Special thanks to the Connecticut Wildlife Rehabilitators Association (CWRA) for content included in this blog.

This post is contributed by a community member. The views expressed in this blog are those of the author and do not necessarily reflect those of Patch Media Corporation. Everyone is welcome to submit a post to Patch. If you'd like to post a blog, go here to get started.

Andrea Sandor August 21, 2012 at 02:44 PM
The CT DEEP's reputation regarding bats is abismal They vioated a FOIA request I entered years ago - and would not make information available to me about what they were doing with regard to bats and WNS. The CT DEEP have only KILLED bats and have not helped then during this crisis. I would not recommend anyone to contact the CT DEEP. Right now - they have a mandate - if you find a bat in your house - they require it be KILLED FIRST then TESTED for Rabies LATER. 5 bats have been KILLED in New Canaan recently and THEN tested. I am enquiring as to how many actually had rabies after they tested the dead bodies. My becoming a wildlife rehabber will not put a dent in the WNS epidemic. Creating a CT DEEP that looks at helping wildlife from becoming extinct - rather than their traditional emphasis on Wildlife Control (killing) & Hunting would be a better suggestion. But then you work closely with them - so I doubt you will publicize this.

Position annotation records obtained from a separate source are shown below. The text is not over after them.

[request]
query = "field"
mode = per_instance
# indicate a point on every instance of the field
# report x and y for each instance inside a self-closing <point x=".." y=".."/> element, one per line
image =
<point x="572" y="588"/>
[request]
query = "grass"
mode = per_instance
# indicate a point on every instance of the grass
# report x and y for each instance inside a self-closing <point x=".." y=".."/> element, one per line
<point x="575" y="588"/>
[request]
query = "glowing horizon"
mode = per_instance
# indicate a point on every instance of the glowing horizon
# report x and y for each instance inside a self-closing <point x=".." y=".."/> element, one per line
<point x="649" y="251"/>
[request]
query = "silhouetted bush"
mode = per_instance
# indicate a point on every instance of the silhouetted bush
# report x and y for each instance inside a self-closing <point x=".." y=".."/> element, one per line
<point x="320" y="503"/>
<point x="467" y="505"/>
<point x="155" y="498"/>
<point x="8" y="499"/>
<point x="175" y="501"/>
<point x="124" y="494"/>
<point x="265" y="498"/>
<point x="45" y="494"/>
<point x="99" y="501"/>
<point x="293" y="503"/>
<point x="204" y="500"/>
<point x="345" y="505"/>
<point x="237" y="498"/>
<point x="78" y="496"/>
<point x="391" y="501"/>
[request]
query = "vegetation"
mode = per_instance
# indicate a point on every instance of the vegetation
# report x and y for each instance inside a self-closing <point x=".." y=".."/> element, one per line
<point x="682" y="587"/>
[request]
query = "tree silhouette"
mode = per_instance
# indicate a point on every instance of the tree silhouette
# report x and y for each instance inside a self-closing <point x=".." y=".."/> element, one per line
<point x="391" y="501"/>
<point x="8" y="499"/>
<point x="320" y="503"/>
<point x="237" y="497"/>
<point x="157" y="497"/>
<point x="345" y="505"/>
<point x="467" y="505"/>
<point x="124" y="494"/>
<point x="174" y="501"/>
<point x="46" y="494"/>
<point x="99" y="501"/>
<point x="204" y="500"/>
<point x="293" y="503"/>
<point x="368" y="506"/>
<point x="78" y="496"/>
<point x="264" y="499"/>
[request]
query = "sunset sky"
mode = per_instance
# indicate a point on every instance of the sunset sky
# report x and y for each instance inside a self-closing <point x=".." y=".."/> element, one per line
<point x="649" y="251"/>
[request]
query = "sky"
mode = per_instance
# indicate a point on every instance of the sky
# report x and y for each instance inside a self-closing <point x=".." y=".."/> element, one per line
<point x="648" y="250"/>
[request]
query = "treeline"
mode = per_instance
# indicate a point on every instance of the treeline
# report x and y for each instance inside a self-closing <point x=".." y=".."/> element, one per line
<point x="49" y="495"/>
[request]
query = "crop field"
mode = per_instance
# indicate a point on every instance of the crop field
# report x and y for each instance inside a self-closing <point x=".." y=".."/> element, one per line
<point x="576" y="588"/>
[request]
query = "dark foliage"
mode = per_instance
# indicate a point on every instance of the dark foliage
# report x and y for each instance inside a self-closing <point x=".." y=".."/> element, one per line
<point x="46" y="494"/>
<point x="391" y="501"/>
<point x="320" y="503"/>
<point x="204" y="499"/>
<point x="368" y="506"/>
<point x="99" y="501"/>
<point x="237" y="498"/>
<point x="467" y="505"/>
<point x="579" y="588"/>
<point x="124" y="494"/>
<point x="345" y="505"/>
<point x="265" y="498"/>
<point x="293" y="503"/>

Andrea Sandor August 21, 2012 at 02:45 PM
I believe WIldlife in Crisis in Weston, CT are licensed to treat bats. P.O. Box 1246 Weston, CT 06883 (203) 544-9913 wildlifeincrisis@snet.net
Andrea Sandor August 21, 2012 at 02:48 PM
For other CT rehabbers and othe rstates please see: http://wildliferehabinfo.org/ContactList_MnPg.htm
Deborah Galle August 22, 2012 at 02:42 AM
Testing a deceased animal's brain is the only current means of confirming the presence of the rabies virus. That is why they authorize the killing of the animal and testing later. Unfortunately, when a bat (or other RVS animal) comes into contact with humans, it is necessary to err on the side of the human. If testing is not done and the virus is present, humans are at risk...and without treatment, the disease is fatal. The only fatalities due to bat rabies (which are extremely rare) are because humans are unknowingly bitten. If a bat is found within a home, the inhabitants of that home need to be protected.
Deborah Galle August 22, 2012 at 02:48 AM
You are correct, Wildlife in Crisis does rehabilitate bats. Unfortunately, you are also correct regarding White-nose Syndrome (WNS), which will most likely wipe out much of our bat population - unless the cause and a cure can be found.